Top Heritage attractions:
- York Minster - fabulous medieval church
- Castle Howard - Baroque stately home
- Rievaulx Abbey - Medieval monastery in the Moors
- Fountains Abbey and Studley Royal - magnificent ruined abbey and 18th c water garden
- Whitby Abbey - clifftop location is stunning
- Richmond Castle - historic medieval fortress
Too many people limit their Yorkshire experience to the city of York, however, and miss the delights of the countryside. The county contains not one, but two national parks - the Yorkshire Dales and North York Moors.
The Dales provide excellent walking opportunities, including one nature trail which passes Ingleborough Showcaves, home to the deepest waterfall in England. Not to be outshone is White Scar Cave at Ingleton, at 300 feet the longest showcave in Europe.
If you prefer your delights above ground, the North York Moors provides more wonderful walks, including the Cleveland Way long-distance path, which encircles much of the park. Midway between the Dales and Moors is Herriot Country, a region of gentle hills and grey stone villages made famous by Yorkshire's favourite (fictional) vet, James Herriot!
Medieval monks sought out the remote places of Yorkshire for their abbeys, and today the county boasts some of the finest ecclesiastical remains in the country. Fountains Abbey, now part of the Studley Royal estate, offers arguably the finest Cistercian architecture in England, but it has its rivals at Jervaulx, Rievaulx, Bolton, and Byland, to name just a few.
Whereas the Cistercians were known for their simplicity, the same cannot be said for Charles Howard, the 3rd Earl of Carlisle. The Earl was responsible for the extravagant baroque estate of Castle Howard, where the trademark dome stands fully 80 feet above the opulent mansion begun by Sir John Vanbrugh in 1699. The interior of Castle Howard is every bit as impressive as the exterior and is filled to overflowing with superb fine art, furniture, sculpture, and porcelain collections.

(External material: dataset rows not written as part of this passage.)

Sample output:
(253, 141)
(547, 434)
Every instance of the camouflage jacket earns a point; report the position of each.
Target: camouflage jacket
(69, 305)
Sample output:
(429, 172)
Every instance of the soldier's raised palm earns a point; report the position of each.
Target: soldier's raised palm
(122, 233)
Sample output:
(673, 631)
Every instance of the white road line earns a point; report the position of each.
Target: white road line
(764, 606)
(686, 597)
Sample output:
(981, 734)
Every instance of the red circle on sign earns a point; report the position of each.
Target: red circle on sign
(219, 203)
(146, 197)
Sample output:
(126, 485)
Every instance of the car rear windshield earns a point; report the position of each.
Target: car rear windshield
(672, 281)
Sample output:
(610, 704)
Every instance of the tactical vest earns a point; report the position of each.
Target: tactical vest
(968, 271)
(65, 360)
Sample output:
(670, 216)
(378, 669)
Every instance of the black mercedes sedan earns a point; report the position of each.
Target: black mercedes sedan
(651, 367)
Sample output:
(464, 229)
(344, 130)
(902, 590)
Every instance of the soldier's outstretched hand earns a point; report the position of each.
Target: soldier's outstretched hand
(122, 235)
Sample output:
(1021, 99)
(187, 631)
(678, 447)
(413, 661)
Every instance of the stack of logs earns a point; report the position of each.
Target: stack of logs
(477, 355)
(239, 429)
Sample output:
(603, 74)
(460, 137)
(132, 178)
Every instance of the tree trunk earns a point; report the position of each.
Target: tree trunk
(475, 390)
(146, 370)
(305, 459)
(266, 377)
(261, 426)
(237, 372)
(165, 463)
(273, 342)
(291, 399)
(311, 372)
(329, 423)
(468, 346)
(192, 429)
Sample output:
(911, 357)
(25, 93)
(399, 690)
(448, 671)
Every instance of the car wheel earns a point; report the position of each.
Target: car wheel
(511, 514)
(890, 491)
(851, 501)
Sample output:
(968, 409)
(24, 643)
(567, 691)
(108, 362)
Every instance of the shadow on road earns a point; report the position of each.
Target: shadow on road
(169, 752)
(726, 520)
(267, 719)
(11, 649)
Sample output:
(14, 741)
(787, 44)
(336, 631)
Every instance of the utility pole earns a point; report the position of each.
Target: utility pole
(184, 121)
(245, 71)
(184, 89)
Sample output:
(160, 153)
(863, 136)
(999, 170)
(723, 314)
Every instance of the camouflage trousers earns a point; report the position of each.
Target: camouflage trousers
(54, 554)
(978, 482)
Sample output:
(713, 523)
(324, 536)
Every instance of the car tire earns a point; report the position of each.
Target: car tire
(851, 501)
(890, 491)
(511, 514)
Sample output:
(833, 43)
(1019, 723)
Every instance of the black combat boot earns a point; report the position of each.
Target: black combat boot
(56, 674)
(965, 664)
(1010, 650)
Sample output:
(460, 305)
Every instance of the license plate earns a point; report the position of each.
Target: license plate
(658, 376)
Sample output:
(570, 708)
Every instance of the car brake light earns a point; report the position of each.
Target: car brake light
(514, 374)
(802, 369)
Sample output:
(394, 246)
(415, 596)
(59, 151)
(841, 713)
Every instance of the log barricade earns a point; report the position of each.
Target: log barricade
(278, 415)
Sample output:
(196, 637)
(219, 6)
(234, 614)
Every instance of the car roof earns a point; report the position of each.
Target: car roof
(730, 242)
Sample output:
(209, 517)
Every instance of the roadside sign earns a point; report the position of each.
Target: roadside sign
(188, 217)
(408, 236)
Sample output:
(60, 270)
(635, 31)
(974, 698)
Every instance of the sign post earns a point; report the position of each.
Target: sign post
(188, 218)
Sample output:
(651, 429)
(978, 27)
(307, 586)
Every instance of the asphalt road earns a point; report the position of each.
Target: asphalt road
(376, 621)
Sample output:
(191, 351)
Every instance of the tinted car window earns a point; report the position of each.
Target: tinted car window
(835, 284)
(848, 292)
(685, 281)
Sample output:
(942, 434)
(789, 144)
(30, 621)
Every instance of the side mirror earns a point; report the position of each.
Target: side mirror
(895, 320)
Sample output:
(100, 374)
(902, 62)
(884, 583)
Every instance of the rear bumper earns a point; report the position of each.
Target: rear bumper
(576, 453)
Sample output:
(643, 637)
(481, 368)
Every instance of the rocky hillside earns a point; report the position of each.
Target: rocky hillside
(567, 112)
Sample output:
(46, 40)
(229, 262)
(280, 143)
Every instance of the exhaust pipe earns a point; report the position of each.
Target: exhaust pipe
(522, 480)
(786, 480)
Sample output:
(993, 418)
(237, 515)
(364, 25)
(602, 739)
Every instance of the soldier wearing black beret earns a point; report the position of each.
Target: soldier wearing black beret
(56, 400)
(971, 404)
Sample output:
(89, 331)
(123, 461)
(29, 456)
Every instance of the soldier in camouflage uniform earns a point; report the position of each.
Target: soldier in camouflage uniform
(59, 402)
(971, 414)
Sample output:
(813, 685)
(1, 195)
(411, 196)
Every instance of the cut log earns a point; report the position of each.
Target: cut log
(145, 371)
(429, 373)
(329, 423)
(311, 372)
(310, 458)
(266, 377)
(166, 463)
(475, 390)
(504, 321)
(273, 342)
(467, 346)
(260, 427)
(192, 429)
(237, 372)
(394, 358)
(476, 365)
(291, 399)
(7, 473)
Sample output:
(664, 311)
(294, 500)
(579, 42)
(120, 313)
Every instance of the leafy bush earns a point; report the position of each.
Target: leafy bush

Don't stop at Castle Howard if you love stately homes! Try Newby Hall, built to a design by 18th century classical master Robert Adam, who also had a hand in Aske Hall, where the remains of a 13th century peel tower are incorporated in the design. Harewood House near Leeds is one of Adam's finest remaining works, and Brodsworth Hall is a Victorian "time-capsule" of a house set in lovely restored gardens.
Moving from opulent homes to seaside villages, visit the old smuggler's haunt of Robin Hoods Bay, or nearby Whitby, where native son Captain Cook set sail. Ravenscar is a Victorian attempt at a planned resort town, but still more popular is Scarborough, a traditional resort town with a proud fishing and sailing heritage.
From coast to countryside, Yorkshire truly does have something for everyone. When you come, set aside some time to get off the beaten track and explore places the tour buses don't go; you'll find Yorkshire offers a range of unforgettable experiences!